For purposes of valuing television exposure, in his expert
report, Mr. Caponigro relied on Indy racing yearend sponsor
reports published by Joyce Julius and Associates, Inc. (Joyce
Julius). According to Mr. Caponigro, Joyce Julius is the “most
prominent” sponsorship reporting service in racing. Joyce Julius
measures and assigns a value to sponsors’ television exposure
during races. The measurement process involves watching
videotapes of the races and recording the frequency and duration
of verbal or visual references to sponsors’ names or logos.
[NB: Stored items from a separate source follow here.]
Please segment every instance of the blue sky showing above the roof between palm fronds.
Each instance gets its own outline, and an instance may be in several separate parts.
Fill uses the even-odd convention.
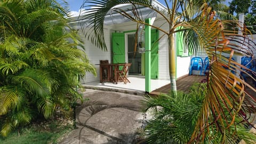
[[[72,15],[78,15],[79,14],[79,9],[82,6],[83,2],[85,0],[66,0],[69,4],[70,11]],[[160,3],[164,3],[164,0],[158,0]],[[228,4],[228,2],[231,2],[231,0],[227,0],[225,3]]]

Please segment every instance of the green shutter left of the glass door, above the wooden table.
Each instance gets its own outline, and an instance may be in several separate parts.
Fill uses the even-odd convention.
[[[125,62],[124,33],[112,33],[113,63]]]

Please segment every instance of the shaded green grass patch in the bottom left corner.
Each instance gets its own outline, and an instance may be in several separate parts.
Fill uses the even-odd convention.
[[[31,124],[20,130],[15,130],[6,138],[0,137],[1,144],[38,144],[58,143],[71,130],[72,123],[59,121],[41,122]]]

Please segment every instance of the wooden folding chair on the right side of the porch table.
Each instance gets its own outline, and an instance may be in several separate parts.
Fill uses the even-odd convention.
[[[118,70],[117,71],[117,81],[118,82],[124,82],[125,84],[126,83],[131,83],[129,81],[129,79],[127,78],[127,73],[131,67],[132,63],[125,63],[122,70]]]

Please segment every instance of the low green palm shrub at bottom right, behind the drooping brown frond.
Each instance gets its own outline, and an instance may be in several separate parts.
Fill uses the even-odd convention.
[[[207,93],[206,83],[196,83],[189,93],[178,91],[161,94],[159,97],[146,97],[142,100],[142,111],[153,116],[145,128],[147,143],[187,143],[196,126],[199,112]],[[228,111],[225,111],[228,113]],[[233,119],[228,118],[228,121]],[[241,139],[246,142],[256,140],[256,135],[242,124],[236,116],[236,127],[226,132],[224,143],[236,143]],[[222,134],[217,129],[211,129],[214,135],[204,139],[204,143],[221,143]],[[213,132],[214,131],[214,132]]]

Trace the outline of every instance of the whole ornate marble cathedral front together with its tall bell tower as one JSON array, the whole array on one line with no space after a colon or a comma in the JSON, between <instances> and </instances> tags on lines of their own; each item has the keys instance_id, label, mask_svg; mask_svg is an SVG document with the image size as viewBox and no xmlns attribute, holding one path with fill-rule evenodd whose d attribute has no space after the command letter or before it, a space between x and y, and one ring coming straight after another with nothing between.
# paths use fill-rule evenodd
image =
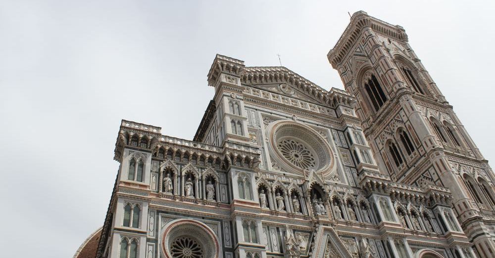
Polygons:
<instances>
[{"instance_id":1,"label":"whole ornate marble cathedral front together with its tall bell tower","mask_svg":"<svg viewBox=\"0 0 495 258\"><path fill-rule=\"evenodd\" d=\"M192 141L122 120L96 257L495 257L494 173L404 29L356 12L328 60L345 91L217 55Z\"/></svg>"}]
</instances>

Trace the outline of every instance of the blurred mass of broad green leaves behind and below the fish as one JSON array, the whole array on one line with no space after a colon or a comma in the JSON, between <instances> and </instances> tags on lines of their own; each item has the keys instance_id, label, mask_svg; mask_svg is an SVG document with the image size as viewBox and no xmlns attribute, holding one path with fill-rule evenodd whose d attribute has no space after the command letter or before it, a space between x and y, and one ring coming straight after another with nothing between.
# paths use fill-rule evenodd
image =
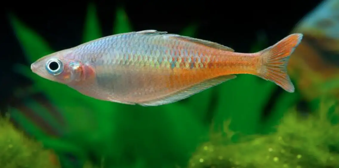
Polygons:
<instances>
[{"instance_id":1,"label":"blurred mass of broad green leaves behind and below the fish","mask_svg":"<svg viewBox=\"0 0 339 168\"><path fill-rule=\"evenodd\" d=\"M54 52L38 33L15 15L10 15L10 20L29 63ZM126 13L123 8L118 8L112 33L130 31L132 26ZM197 31L198 24L192 24L179 34L192 37ZM81 42L99 37L102 33L96 8L89 4ZM268 45L262 39L250 52L262 50ZM67 129L58 138L44 136L39 131L41 128L32 122L26 121L25 125L33 129L31 135L47 148L54 149L60 160L69 166L72 163L67 157L63 159L64 153L74 154L80 163L91 157L99 164L105 158L104 165L115 167L185 166L202 139L208 137L212 121L206 120L206 116L213 116L216 128L222 126L224 120L231 119L230 128L234 131L263 133L270 131L266 128L276 125L298 99L297 94L284 92L273 106L274 113L267 122L261 122L261 113L277 86L253 75L238 75L234 80L174 104L141 107L84 96L66 85L33 74L27 65L17 65L15 70L31 78L34 89L45 93L62 112ZM40 111L38 107L36 110ZM19 109L12 108L12 111L17 111L14 118L25 121ZM48 119L43 113L40 115ZM53 118L48 121L52 122ZM89 156L90 152L95 155Z\"/></svg>"}]
</instances>

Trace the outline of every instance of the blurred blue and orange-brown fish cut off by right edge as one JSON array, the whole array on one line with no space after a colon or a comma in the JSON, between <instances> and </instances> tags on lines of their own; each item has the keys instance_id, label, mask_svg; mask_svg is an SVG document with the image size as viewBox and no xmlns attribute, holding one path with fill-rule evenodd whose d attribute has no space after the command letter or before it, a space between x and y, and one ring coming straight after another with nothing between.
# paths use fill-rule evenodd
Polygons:
<instances>
[{"instance_id":1,"label":"blurred blue and orange-brown fish cut off by right edge","mask_svg":"<svg viewBox=\"0 0 339 168\"><path fill-rule=\"evenodd\" d=\"M307 101L339 97L339 1L322 1L292 32L304 35L287 67L297 90Z\"/></svg>"}]
</instances>

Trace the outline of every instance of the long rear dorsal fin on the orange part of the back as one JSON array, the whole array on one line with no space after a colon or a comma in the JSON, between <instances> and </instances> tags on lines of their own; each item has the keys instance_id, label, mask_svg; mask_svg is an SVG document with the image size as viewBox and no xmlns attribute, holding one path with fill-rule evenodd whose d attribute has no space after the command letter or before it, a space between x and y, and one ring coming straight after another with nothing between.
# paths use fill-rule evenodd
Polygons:
<instances>
[{"instance_id":1,"label":"long rear dorsal fin on the orange part of the back","mask_svg":"<svg viewBox=\"0 0 339 168\"><path fill-rule=\"evenodd\" d=\"M215 48L215 49L219 49L219 50L234 52L234 50L231 49L230 47L225 46L225 45L221 45L219 43L212 42L212 41L207 41L207 40L202 40L202 39L197 39L197 38L192 38L192 37L187 37L187 36L173 36L173 38L178 38L178 39L193 42L193 43L196 43L196 44L205 45L205 46Z\"/></svg>"}]
</instances>

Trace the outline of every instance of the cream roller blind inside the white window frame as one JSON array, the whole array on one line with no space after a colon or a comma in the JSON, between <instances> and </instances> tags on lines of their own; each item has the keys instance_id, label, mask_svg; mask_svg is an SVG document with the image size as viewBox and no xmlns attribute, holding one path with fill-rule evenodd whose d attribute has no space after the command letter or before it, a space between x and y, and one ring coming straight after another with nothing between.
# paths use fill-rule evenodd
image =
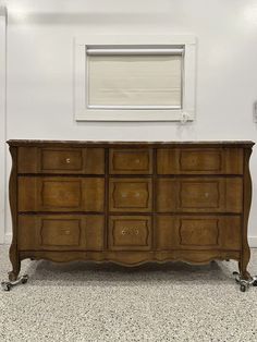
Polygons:
<instances>
[{"instance_id":1,"label":"cream roller blind inside the white window frame","mask_svg":"<svg viewBox=\"0 0 257 342\"><path fill-rule=\"evenodd\" d=\"M89 49L87 106L182 108L182 49Z\"/></svg>"}]
</instances>

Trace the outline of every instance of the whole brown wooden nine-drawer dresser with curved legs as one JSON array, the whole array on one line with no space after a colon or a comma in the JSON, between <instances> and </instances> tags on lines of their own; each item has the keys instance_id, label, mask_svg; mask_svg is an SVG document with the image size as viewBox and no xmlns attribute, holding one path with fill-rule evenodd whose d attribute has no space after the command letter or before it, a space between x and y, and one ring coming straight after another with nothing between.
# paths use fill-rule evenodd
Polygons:
<instances>
[{"instance_id":1,"label":"whole brown wooden nine-drawer dresser with curved legs","mask_svg":"<svg viewBox=\"0 0 257 342\"><path fill-rule=\"evenodd\" d=\"M10 280L25 258L235 259L249 277L252 142L8 144Z\"/></svg>"}]
</instances>

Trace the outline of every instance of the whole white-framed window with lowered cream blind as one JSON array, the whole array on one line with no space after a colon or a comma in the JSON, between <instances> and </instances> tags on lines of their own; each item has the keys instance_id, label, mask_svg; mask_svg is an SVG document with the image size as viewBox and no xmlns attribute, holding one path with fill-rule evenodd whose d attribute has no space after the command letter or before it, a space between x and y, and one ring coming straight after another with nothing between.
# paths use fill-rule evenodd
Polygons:
<instances>
[{"instance_id":1,"label":"whole white-framed window with lowered cream blind","mask_svg":"<svg viewBox=\"0 0 257 342\"><path fill-rule=\"evenodd\" d=\"M76 120L194 119L192 37L90 36L75 53Z\"/></svg>"}]
</instances>

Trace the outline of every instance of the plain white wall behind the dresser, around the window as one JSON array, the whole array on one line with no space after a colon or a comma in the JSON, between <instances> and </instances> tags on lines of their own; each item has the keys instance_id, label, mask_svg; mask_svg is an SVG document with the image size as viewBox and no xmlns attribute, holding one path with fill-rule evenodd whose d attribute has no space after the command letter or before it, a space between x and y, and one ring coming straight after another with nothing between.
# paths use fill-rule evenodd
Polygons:
<instances>
[{"instance_id":1,"label":"plain white wall behind the dresser, around the window","mask_svg":"<svg viewBox=\"0 0 257 342\"><path fill-rule=\"evenodd\" d=\"M9 0L8 138L256 139L257 1ZM197 37L196 121L77 123L73 38L83 34L193 34ZM257 154L249 222L257 246ZM10 159L7 163L10 169ZM5 233L10 234L8 215ZM254 239L255 237L255 239Z\"/></svg>"}]
</instances>

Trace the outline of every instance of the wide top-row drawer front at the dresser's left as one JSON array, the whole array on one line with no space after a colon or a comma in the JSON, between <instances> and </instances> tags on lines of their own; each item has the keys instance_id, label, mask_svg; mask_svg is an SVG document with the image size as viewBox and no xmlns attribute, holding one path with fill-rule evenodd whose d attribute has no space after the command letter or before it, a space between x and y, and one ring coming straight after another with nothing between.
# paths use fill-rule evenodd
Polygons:
<instances>
[{"instance_id":1,"label":"wide top-row drawer front at the dresser's left","mask_svg":"<svg viewBox=\"0 0 257 342\"><path fill-rule=\"evenodd\" d=\"M105 174L105 149L20 147L19 172Z\"/></svg>"}]
</instances>

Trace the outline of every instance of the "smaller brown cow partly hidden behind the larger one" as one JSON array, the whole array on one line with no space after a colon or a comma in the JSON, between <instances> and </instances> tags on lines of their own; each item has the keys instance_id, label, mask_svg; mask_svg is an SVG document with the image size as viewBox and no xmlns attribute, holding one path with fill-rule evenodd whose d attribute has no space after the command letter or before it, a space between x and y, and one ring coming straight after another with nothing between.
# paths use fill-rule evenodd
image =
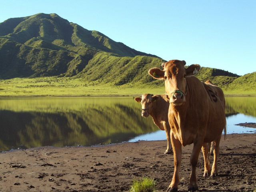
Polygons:
<instances>
[{"instance_id":1,"label":"smaller brown cow partly hidden behind the larger one","mask_svg":"<svg viewBox=\"0 0 256 192\"><path fill-rule=\"evenodd\" d=\"M138 103L141 102L141 116L148 117L150 115L153 118L154 124L156 124L160 130L165 130L167 149L164 154L170 154L172 152L170 138L171 128L168 122L169 101L166 95L143 94L141 98L136 97L135 100Z\"/></svg>"}]
</instances>

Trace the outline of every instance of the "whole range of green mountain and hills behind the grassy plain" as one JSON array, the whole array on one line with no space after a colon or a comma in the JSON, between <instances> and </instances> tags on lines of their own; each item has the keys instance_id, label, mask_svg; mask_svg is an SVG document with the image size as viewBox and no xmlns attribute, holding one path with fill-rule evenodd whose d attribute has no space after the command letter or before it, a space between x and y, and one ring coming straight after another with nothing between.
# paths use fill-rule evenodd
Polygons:
<instances>
[{"instance_id":1,"label":"whole range of green mountain and hills behind the grassy plain","mask_svg":"<svg viewBox=\"0 0 256 192\"><path fill-rule=\"evenodd\" d=\"M162 62L158 56L134 50L57 14L39 13L0 23L0 79L66 76L96 84L164 85L148 75L148 69ZM227 90L248 84L255 87L251 83L255 73L240 77L202 67L196 76Z\"/></svg>"}]
</instances>

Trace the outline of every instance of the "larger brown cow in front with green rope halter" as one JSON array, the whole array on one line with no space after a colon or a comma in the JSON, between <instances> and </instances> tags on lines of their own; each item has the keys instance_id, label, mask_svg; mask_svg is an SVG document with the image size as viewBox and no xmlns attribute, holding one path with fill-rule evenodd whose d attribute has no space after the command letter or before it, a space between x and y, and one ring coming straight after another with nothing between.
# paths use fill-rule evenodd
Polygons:
<instances>
[{"instance_id":1,"label":"larger brown cow in front with green rope halter","mask_svg":"<svg viewBox=\"0 0 256 192\"><path fill-rule=\"evenodd\" d=\"M200 149L204 155L206 176L210 174L207 143L214 142L211 175L217 175L217 157L223 129L226 136L225 98L222 90L193 76L200 70L200 65L192 64L185 68L185 64L185 61L170 60L162 63L164 70L152 68L148 71L152 77L165 80L165 91L170 101L168 119L172 130L174 175L167 191L178 190L182 146L194 143L190 156L192 168L188 190L197 190L196 164Z\"/></svg>"}]
</instances>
In
order to assign a value, Joyce Julius then multiplies the amount
of exposure time by the cost of purchasing an identical amount of
television commercial time.63
The Joyce Julius report for the 1997 IRL season ranked
Menards fifth out of 522 associate, series, and event (AS&E)
sponsors, with an estimated exposure value of $8,457,925. For
the 1998 IRL season, Menards’s estimated exposure value was
$3,518,165, for a sixth-place ranking among a total of 524 AS&E
sponsors.
63Critics of Joyce Julius reports question whether sponsor
name and logo exposure during races necessarily equates with
television commercial exposure and whether the logos often pass
too fleetingly on screen to make an impression on viewers.